My husband’s father, Laertes, often pats my hand and calls me patient. He sits with me while I weave the cloth which will cover his own face in death, and asks me how I can remain so calm, so serene. I tell him that it is my love for his son because I know it will bring a smile to that grim mouth and a tear to his misty eyes. But in reality, patience is just another word for those who have learned to hide their hunger, who have figured out how to shape it into stubbornness.
Even so, I feel my resolve growing thin. I am tired of the hustle and bustle of these men who are eating me out of house and home – and moulding my son into something I no longer recognise. I am tired of waiting and wanting and seeing nothing but these stone walls and this small life. Most of all, I am tired of this great trick I have devised, of maintaining the pretence that no-one knows what I am about. ‘When I have finished the dear old king’s funeral shroud’, I told the suitors, ‘Then I shall pick one of you to be my husband, agreed?’ They nodded gamely, and since then all in the household have turned a blind eye to the lamplight which shines from my chambers each night, as I sit and spoil the day’s progress, unravel a little more time for myself and a little more free hospitality for them. No wonder they have not complained. And at dawn, when I have at last unpicked the final threads and the first rays of light shine through the skeleton of my loom, I am so bone-weary I could weep.
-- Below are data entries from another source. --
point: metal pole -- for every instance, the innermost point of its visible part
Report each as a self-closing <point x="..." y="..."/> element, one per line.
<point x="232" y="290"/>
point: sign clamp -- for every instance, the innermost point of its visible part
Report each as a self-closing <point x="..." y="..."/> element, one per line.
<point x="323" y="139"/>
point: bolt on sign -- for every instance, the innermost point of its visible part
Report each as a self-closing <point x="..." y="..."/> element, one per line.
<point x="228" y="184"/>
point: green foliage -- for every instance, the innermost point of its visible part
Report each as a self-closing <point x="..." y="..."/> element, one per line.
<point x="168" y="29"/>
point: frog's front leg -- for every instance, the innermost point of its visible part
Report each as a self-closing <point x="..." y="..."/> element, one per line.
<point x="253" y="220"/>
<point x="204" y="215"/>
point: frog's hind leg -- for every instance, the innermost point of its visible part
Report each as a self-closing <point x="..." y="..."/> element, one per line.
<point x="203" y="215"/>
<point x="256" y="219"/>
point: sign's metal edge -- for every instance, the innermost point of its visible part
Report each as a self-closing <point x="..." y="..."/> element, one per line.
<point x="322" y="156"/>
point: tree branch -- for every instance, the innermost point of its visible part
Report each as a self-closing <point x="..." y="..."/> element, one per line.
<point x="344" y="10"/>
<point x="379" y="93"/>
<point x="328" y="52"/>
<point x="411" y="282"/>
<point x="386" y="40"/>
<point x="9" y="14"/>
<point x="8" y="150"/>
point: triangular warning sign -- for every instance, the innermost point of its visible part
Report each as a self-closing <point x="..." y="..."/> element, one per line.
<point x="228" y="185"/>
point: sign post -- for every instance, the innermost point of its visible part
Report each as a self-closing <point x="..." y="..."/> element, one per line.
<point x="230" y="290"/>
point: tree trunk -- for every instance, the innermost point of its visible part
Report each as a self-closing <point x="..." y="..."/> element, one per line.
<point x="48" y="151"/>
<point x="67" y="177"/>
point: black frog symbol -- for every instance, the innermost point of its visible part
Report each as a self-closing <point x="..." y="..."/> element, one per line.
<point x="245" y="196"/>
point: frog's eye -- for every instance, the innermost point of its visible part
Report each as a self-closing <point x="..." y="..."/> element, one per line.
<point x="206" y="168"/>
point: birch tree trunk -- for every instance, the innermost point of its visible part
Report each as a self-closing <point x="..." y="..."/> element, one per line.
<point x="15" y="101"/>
In my dreams I am a ship. My belly, which had ripened so long ago with the shape of our son, rounds once more then hollows me out, makes a hull of my body. My hands become shuttles, weaving the soft warp and weft of my hair into white sails, and my spine leaps free of my ribs to spring up straight and tall, a mast for them to billow from. The sea swallows me whole and spits me out, sends me spinning past whirlpools and strange shores until, at last, I find my husband, shivering on some cold beach or wandering half-mad among fields of lotus flowers. He knows me at once, runs his calloused hands across my beams and is rocked to sleep in the curve of my bow.
Sometimes though, I do not seek him out, do not even think on him at all. Instead, I steer south and west, urge my wooden body through the waves and breathe fresher, cooler currents. Black depths and blue surfaces. There is salt coating my newly smoothed skin and, in my sails, and the bite of it is raw and hard and wonderful, and just for a moment I feel the want lessen, stream out into the surf and fragment, like the sun on the sea.
Light, water, air: I am weightless. A strand of silk, flying free.
But when I wake, here I am: alone in our branching tomb of a bed, and still rooted to the earth.